Tax experts have called for proactive compliance and strategic adaptation as Nigeria’s evolving tax reforms reshape the country’s fiscal framework, warning that businesses and individuals must adjust quickly.
The experts spoke during separate presentations examining the implications of the tax reform laws signed in June 2025, describing the changes as a significant shift aimed at promoting transparency, expanding the tax base and aligning Nigeria’s revenue administration with global standards.
Partner and Head of Tax Regulatory and People Services at KPMG Africa, Adewale Ajayi, said the reforms represent a deliberate transition from revenue extraction toward economic growth, compliance efficiency and investment promotion.
He noted that businesses would face stricter compliance obligations, enhanced audit mechanisms and increased accountability for finance executives, urging organisations to strengthen internal controls, upgrade systems and align operational processes with the new legal provisions to avoid penalties and regulatory risks.
Ajayi also noted changes affecting individuals, including revised personal income tax bands and expanded allowable deductions intended to improve fairness and compliance.
Similarly, Partner at Olaniwun Ajayi LP and Chairman of the Tax Appeals Tribunal, Lagos Panel 2, Olamide Obajimi, described the reforms as Nigeria’s most extensive tax overhaul in decades, with far-reaching implications for taxpayer obligations, compliance costs and business operations.
He said the legislation establishes a consolidated fiscal framework and positions the Nigeria Revenue Service as the country’s primary federal tax authority while introducing institutional mechanisms to improve coordination among tax authorities and strengthen taxpayer protection.
Obajimi explained that the Nigeria Tax Act introduces a uniform companies income tax rate of 30 per cent for all non-small companies, expands eligibility thresholds for small company exemptions and integrates capital gains into chargeable income.
He added that the reforms introduce a four per cent development levy, streamline capital allowance claims and tighten rules governing deductible expenses, requiring taxes linked to expenses to be settled before deductions can be claimed.
Associate Director, EY Tax Services, Joy Chijioke, also urged taxpayers and organisations to embrace proactive compliance, stressing that the technology-driven framework requires proper registration, accurate record-keeping, full income declaration and timely engagement with tax authorities.

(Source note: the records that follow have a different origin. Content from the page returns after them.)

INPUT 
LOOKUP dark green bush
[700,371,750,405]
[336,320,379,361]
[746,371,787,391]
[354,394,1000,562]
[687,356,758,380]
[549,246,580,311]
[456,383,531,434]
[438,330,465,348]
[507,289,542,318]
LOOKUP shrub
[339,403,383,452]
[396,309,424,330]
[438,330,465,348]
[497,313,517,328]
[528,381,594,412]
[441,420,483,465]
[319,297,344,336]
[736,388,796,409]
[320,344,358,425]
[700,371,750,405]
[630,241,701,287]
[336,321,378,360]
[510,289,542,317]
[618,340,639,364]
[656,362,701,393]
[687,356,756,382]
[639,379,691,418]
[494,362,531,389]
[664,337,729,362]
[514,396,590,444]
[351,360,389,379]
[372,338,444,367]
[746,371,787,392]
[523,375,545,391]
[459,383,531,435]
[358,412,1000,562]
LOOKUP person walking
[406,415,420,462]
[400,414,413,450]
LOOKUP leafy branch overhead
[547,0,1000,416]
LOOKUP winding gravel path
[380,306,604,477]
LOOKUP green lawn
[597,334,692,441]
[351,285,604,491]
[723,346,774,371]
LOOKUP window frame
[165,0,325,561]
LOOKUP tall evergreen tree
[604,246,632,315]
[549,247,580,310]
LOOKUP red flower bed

She noted that the reforms, effective from January 2026, introduce stronger monitoring capabilities that make non-compliance easier to detect.
Chijioke advised organisations to strengthen internal governance structures, update accounting systems and invest in staff training to meet new compliance expectations, adding that early adaptation would determine how successfully businesses navigate Nigeria’s changing tax environment.
The experts agreed that while the reforms introduce stricter obligations, they also present opportunities for improved efficiency, stronger governance and enhanced investor confidence for organisations willing to align with the evolving tax landscape.